Kashmir has often been referred to as an unresolvable imbroglio by academics. In the book, Getting to Yes, Kashmir, along with Palestine, was mentioned as an example of conflicts that cannot be negotiated away.
When faced with seemingly unsolvable and deep rooted problems, it is helpful to step back from the brink and consider options that have not been considered in the past. Previous solutions have centred on an UN-sponsored plebiscite in which the choice given to Kashmiris would be either to join India or Pakistan. But seven decades have come and gone and the plebiscite has yet to occur.
Bilateral negotiations have been carried out intermittently and have yielded no concrete results. It is time to take a deep breath and step back from the brink to gain perspective and to visualize alternative solutions.
Along the way, two major wars and several minor wars have been fought to resolve the issue by force but the ceasefire line that was established by the UN in January 1948 has not much moved much since. All that has happened is it’s been renamed the Line of Control.
Kashmir may well be un-negotiable. But what’s the alternative? It’s worth giving negotiations another try. But before beginning to negotiate, it’s important to reiterate the principles negotiation that underpin successful negotiations.
First, both parties must agree that the gains from cooperation exceed the gains from confrontation. This may be the hardest principle to follow, given India’s dominance over Pakistan in just about every dimension of strength, including not only its military and economic strength but also its diplomatic sense.
Someone will have to convince India that the status quo in Kashmir is not sustainable. And someone will have to convince Pakistan that sending raiders into Kashmir is not acceptable. As the consummate US diplomat and scholar Henry Kissinger noted, “Success in diplomacy does not involve proving that you are right, but convincing both parties that they have a common interest in solving the problem.”
Someone has to show both sides that the costs of continuing the confrontation far exceed its benefits. Conversely, that cooperation has benefits that far exceed its perceived costs. Otherwise, through imperfect information about each other’s intentions and poor communication, they will remain trapped in the familiar “Prisoners Dilemma.” The challenge is to convert what is initially a zero-sum game into a win-win game in which both parties come out ahead.

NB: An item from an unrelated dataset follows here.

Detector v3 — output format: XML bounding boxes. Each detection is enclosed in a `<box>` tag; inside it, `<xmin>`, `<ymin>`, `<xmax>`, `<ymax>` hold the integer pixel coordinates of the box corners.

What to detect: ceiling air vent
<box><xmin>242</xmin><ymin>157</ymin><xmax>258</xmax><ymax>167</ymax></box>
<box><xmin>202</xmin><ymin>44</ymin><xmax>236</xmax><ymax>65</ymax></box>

Complex situations call for moving the outcome from an inefficient non-cooperative equilibrium to a less inefficient cooperative equilibrium. In doing so, the welfare of both participants can be increased. Historically, both Pakistan and India have pursued the confrontation strategy at various times on the assumption that the other party will pursue the cooperation strategy, giving them the upper hand. In every case, the confronter has been surprised and both have landed on their face.
To implement this principle, measures of benefits have to be artfully constructed and presented to both parties. These may include the higher standards of living that would become possible when defence expenditures are redeployed on human and economic development.
Second, a middle ground must exist between the positions of the parties i.e. the “space” representing the maximum-minimum positions of the two parties should overlap. While negotiating the purchase of a car, if the maximum price a buyer is willing to pay for a car is less than the minimum price its seller is prepared to accept then no purchase will occur.
If the spaces do not overlap, other criteria must be brought into the picture that cause the spaces to move in an overlapping direction. Moving from a one-dimensional to a multidimensional frame of reference often increases the likelihood of success, since trade-offs can be made between the various issues. Negotiation theorist Chester Karrass refers to this process as one of enlarging “spheres of mutual interdependence and interests” to realize benefits far beyond what each thought likely or possible when talks began.
Third, both sides should buy into the proposition that they have much to gain and little to lose by making concessions to their long-standing positions. It is important that these concessions be perceived as fair and be approximately symmetrical in the eyes of both participants. i.e., if one party has to comprise by 75% and the other party by 25%, a solution is unlikely to be unsuccessful. It may be imposed by force, such as was done in the Treaty of Versailles, but then it will likely be short lived.
Fourth, a staged approach should be taken in seeking a solution, with easier, confidence-building measures being taken first, followed by substantive steps that address some of the fundamental issues at stake, and concluding with a resolution of the thorniest issue.
Fifth, a credible negotiator from a third party will have to be deployed who can bridge the gulf that divides the warring parties. This person will be required to shuttle back and forth numerous times between the warring parties. Negotiations will initially have to be carried out in secret, even though the ultimate agreement will have to be open and transparent to the people of both countries.
Sixth, initial negotiations should be limited to the primary protagonists, in this instance Pakistan and India, and secondary players, in this instance the Kashmiris, only brought in once critical mass has been built among the primary ones. Otherwise, any of the secondary players can exercise veto power and prevent closure from ever occurring.
Seventh, leaders on both sides will have to inform, educate and prepare their publics to accept changes in long standing positions. In particular, they would have to assure them that no fundamental issues such as national sovereignty have been comprised.
If these principles are followed, then the prospects of resolving the Kashmir dispute through negotiations will brighten.